Omar le mira fijamente unos segundos y luego coge la pipa que le ofrece la joven china con ambas manos.
– En ese caso -dice sin mirarle-, nuestro amigo Lévy es un hombre doblemente afortunado. A propósito, Wong, ¿cuándo iremos a Hangzhou a cazar patos?
– Cuando usted quiera -dice Wong.
– ¿Le gusta la caza, señor Franch?
– El pato no es mi debilidad -dice el Kim, y observa el refinamiento y la parsimonia de las manos del alemán manejando la pipa de opio-. Aunque, a la hora de cazar, me da igual. Creo que hay un proverbio chino que dice: No importa que el gato sea negro o blanco, lo que importa es que cace al canario.
Omar se acomoda en el diván y sonríe levemente:
– No es un canario lo que caza ese gato del proverbio, señor Franch, sino un ratón. Un vulgar ratón. Y ahora, señores, me van a disculpar… Espero verle alguna noche en mi club, señor Franch, tendré sumo gusto en invitarle a unas copas.
– No faltaré.
Después de cinco días con sus noches sin moverse de casa, un viernes muy caluroso, al acabar de cenar, Chen Jing decide ir al cine Metropol y el Kim la acompaña. Ven una película china rodada en Shanghai con actores chinos y titulada Spring River flows East, algo así como el río de la primavera fluye hacia el este. El Kim no entendió nada de lo que pasaba en la pantalla, pero fue sensible a la armonía de las miradas y a cierto perfume de los sentimientos. Al salir del cine, ella sugiere tomar algo en el Silk Hat, el elegante club nocturno donde se puede bailar bajo las estrellas y donde espera encontrar a Soo Lin con su marido y otros amigos.

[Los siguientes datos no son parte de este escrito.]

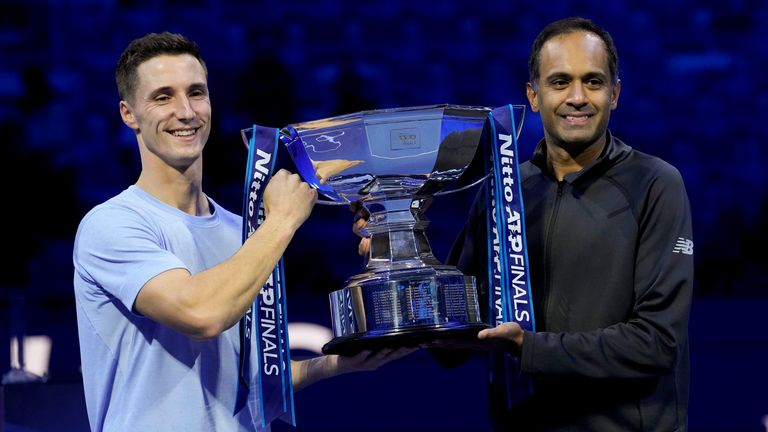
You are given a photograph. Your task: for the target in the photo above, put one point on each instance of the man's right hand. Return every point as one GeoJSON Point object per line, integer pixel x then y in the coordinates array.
{"type": "Point", "coordinates": [288, 198]}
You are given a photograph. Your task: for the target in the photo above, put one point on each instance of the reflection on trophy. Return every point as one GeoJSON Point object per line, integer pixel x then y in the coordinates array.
{"type": "Point", "coordinates": [393, 161]}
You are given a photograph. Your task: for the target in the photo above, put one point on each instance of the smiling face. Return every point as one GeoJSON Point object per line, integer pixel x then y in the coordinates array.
{"type": "Point", "coordinates": [574, 94]}
{"type": "Point", "coordinates": [170, 111]}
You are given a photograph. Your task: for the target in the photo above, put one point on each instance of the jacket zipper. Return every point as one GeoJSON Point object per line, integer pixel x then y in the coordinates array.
{"type": "Point", "coordinates": [548, 251]}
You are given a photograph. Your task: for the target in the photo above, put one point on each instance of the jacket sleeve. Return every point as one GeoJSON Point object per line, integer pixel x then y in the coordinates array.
{"type": "Point", "coordinates": [650, 340]}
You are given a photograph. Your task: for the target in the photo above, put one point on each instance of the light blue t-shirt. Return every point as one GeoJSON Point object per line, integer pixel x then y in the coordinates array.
{"type": "Point", "coordinates": [140, 375]}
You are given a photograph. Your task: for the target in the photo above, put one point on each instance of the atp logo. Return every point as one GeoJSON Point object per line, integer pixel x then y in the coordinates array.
{"type": "Point", "coordinates": [683, 246]}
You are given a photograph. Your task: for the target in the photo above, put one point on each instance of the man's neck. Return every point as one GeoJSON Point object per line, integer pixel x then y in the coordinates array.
{"type": "Point", "coordinates": [177, 191]}
{"type": "Point", "coordinates": [564, 161]}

Media hora después, mientras Chen Jing se instala en una mesa del Silk Hat con la mujer de Wong y rodeada de admiradores incondicionales, un amigo del grupo conduce al Kim a la barra y le presenta a un ingeniero español que lleva doce años en China trabajando para una firma inglesa de tejidos de algodón con fábricas en Hong Kong y en Shanghai. Se llama Esteban Climent Comas, es un hombre simpático y robusto, tiene la misma edad que el Kim y la sorpresa que ambos se llevan al ser presentados es mayúscula: habían estudiado los dos en la Escuela de Ingenieros Textiles de Terrassa y pertenecían a la misma promoción. El Kim quiere celebrar este encuentro y lo invita a una copa, Climent bebe martinis y anda ya por el tercero, él pide un whisky con soda y evocan los tiempos de la Escuela, luego el Kim comenta su amistad con Michel Lévy y sus expectativas de trabajo en Shanghai.
Chen Jing, sentada con sus amigos en una mesa próxima a la barra, atrae las miradas de Climent.
– Qué mujer tan extraordinaria, y qué temperamento -dice admirado-. ¿Sabías que a los dieciséis años fue violada por los japoneses y recluida en un prostíbulo de Suzhou para disfrute exclusivo de la tropa? Cuando la conocí, hace dos años, estaba loca por un capitán mercante que ahora trabaja para su marido…
– El capitán Su Tzu -dice el Kim-. Su barco me trajo a Shanghai.
– Una extraña historia. Tu amigo Lévy la arrancó literalmente de los brazos de ese marino y se casó con ella. Siempre me he preguntado cómo diablos lo consiguió.